À margem de um encontro internacional, fui um dia apresentado à mulher do então ministro sueco do Comércio, Leif Pagrotsky. Sabendo-me português, dirigiu-se a mim num espanhol com ressonância latino-americana. Tal como o seu marido, era muito pequena de estatura e também muito morena, num contraste evidente com o estereótipo da sueca. Explicou-me ser de origem uruguaia e chamar-se Iskra. Não consegui conter a curiosidade e perguntei-lhe, um tanto a medo: "O seu nome tem alguma coisa a ver com um jornal?...". Ela sorriu, surpreendida: "Conhece o Iskra?" Confirmei que, como alguém com passado marxista, não me era estanho o nome do "Iskra", um jornal editado por Lenine. A simpática uruguaia-sueca, arquiteta de profissão, revelou-me que a sua mãe, comunista uruguaia e devota de Stalin, decidira dar-lhe esse incomum nome.
O jornal Iskra, publicado na clandestinidade, teve uma existência breve, nos primeiros anos do século XX. A palavra "iskra", em russo, significa "centelha" ou "faúlha" e o lema do jornal era "da centelha surgirá a chama", simbolizando a propagação da ideia revolucionária.
Lembrei-me do Iskra há horas, na RTP, antes de entrar no ar para uma conversa com Ana Lourenço, ao ver imagens da agitação que abala Marrocos.
Há seis anos, um vendedor de fruta tunisino Mohamed Bouazizi imolou-se em protesto. Começou aí a "primavera árabe" que levou à deposição do ditador Ben Ali e ao sucesso da democracia no país. Ele foi a "iskra" que espoletou todo o movimento.
Agora, num cenário político diverso, mas nem por isso sem algumas similaridades óbvias, um vendedor de peixe marroquino está a suscitar ondas de protesto no nosso segundo vizinho mais próximo (embora, em linha direta, a distância de Rabat a Lisboa seja menor do que a que separa as capitais portuguesa e espanhola).
Poderá este incidente ser a "iskra" para um movimento de natureza idêntica? E há a certeza de que o resultado de uma mudança política em Marrocos se fará no sentido do reforço da experiência democrática que por lá hoje vigora?
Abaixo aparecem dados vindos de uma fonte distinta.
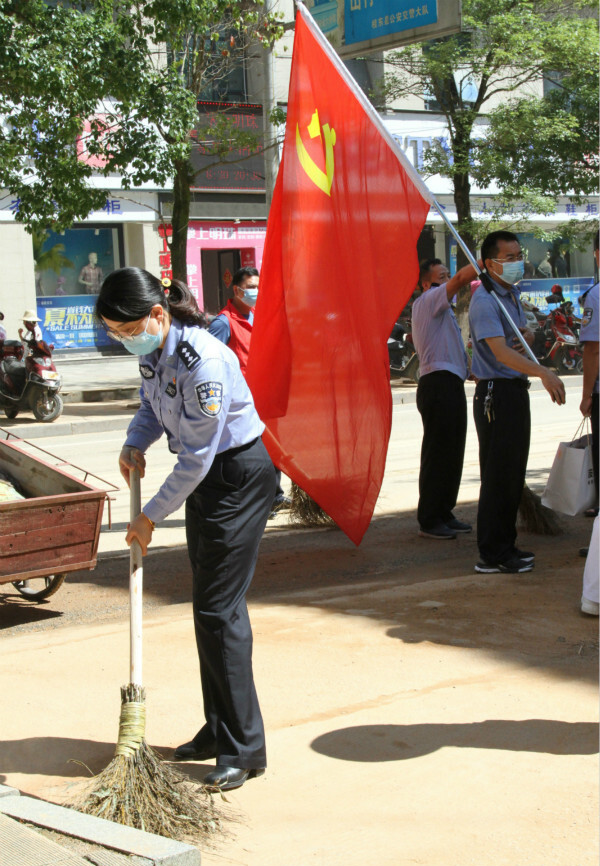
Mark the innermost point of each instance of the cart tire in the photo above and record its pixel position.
(39, 588)
(47, 409)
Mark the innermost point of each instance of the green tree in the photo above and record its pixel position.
(536, 146)
(138, 69)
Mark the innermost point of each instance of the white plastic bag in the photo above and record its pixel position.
(570, 487)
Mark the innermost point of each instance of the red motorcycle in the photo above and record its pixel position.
(556, 344)
(32, 383)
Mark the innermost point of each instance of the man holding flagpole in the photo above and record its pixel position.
(441, 400)
(501, 405)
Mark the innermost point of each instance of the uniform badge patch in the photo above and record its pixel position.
(188, 354)
(587, 316)
(210, 397)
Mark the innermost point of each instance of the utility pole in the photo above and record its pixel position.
(271, 150)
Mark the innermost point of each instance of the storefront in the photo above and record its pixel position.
(215, 251)
(547, 262)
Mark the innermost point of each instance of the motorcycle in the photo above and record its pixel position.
(404, 361)
(32, 383)
(555, 343)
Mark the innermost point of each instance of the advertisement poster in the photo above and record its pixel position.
(69, 323)
(75, 261)
(536, 291)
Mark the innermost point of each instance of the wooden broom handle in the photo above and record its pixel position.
(136, 573)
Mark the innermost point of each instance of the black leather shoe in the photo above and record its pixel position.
(458, 525)
(440, 531)
(225, 778)
(201, 748)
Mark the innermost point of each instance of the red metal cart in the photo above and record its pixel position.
(52, 532)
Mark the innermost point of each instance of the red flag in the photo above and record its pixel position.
(340, 262)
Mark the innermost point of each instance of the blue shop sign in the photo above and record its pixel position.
(369, 19)
(68, 321)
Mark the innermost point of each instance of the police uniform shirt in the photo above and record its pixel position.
(589, 320)
(221, 329)
(486, 320)
(436, 334)
(194, 391)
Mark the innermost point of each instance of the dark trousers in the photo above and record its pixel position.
(594, 420)
(443, 406)
(225, 518)
(503, 453)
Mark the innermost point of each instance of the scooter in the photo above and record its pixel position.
(404, 361)
(556, 344)
(32, 383)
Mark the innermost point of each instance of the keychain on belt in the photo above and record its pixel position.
(488, 403)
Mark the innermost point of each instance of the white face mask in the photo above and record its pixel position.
(512, 272)
(250, 295)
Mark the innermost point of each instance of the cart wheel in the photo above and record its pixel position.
(39, 588)
(47, 408)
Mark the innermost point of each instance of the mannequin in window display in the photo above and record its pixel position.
(91, 275)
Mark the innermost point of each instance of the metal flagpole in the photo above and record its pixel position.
(484, 278)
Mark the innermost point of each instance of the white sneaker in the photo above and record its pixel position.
(591, 607)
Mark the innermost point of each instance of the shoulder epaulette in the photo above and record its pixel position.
(188, 354)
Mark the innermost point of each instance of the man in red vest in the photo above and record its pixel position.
(233, 326)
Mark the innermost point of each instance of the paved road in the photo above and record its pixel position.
(416, 713)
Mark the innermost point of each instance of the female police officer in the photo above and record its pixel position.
(193, 390)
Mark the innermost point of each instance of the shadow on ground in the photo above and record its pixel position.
(378, 743)
(418, 589)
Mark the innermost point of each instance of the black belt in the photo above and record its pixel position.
(518, 383)
(232, 451)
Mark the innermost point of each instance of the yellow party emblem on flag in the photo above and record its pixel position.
(322, 179)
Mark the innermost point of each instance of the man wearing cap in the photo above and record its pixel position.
(441, 398)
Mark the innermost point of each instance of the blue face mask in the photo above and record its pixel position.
(250, 296)
(144, 343)
(512, 272)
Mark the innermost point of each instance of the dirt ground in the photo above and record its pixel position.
(416, 712)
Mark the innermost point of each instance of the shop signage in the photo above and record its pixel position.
(244, 168)
(69, 323)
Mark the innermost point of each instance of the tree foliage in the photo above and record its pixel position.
(536, 146)
(105, 87)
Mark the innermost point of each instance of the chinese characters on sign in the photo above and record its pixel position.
(69, 323)
(367, 19)
(244, 166)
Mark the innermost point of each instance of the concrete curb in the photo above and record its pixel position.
(156, 850)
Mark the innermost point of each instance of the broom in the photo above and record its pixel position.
(535, 517)
(137, 788)
(304, 511)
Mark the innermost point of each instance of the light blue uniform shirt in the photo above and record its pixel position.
(486, 320)
(221, 329)
(193, 390)
(436, 334)
(589, 320)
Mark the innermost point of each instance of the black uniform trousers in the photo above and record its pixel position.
(443, 406)
(225, 518)
(503, 453)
Quando se lança o fogo numa pradaria, nunca se sabe para que lado acabará por soprar o vento.
7 comentários:
Atenção que agora temos aqui um Professor Doutor, o Lavouras, mas deve ter sentido vergonha e então afrmou isso no anónimato.
Uma correcção: o vendedor de fruta não foi assassinado pela polícia. Suicidou-se em protesto. Imolou-se em frente à esquadra.
Agradeço a precisão ao Anónimo das 18:01. Já corrigi
Caro Chicamigo
Ai, o vento! Para onde soprará?... Os bombeiros dizem a mesma coisa...
Abç Henrique, o Leãozão
Alguem com passado marxista continua marxista...
Tão simples como isso.É que não se entende que em Portugal,nos anos sessenta e setenta,sendo já conhecidos os
extreminios de milhões de russos ordenados por Stalin,alguem pudesse ser marxista.Se o era,continua a sê-lo!
Arrependidos,só na Biblia.
camarada anonimo
o marxismo é uma teoria para analisar a historia. nao é a unica. é uma ferramenta para historiadores etc. nao é um movimento politico. pode-se muito bem nao ser de esquerda e fazer analises historicas utilizando as teorias da escola marx. ou nao.
e a proposito do ze dos bigodes imagino que nao é o facto de um serial killer ser do benfica que implica que todos os benfiquistas sao serial killers, ou é? é que do ponto de vista logico a sua afirmacao é equivalente a esta.
se quiser falar dos seus espantos, angustias ou do que seja for basta dizê-los, penso que ninguem lhe levara a mal por isso. nao vale a pena, a meu ver, posso estar enganado, é utilizar argumentos que nem sequer do ponto de vista da logica estao correctos.
bem haja
Também pensava até uns meses atrás que, em linha direta, Rabat fosse mais próxima de Lisboa. No entanto, a acreditar em vários desses sites que calculam distâncias, afinal não é verdade. A diferença não é muita mas, a voo de pássaro, Lisboa e Madrid estarão separadas por 503 km, enquanto a distância entre Lisboa e Rabat será de 561 km. Por estrada Madrid está bem mais próxima (626 km contra 878, contando com o barco).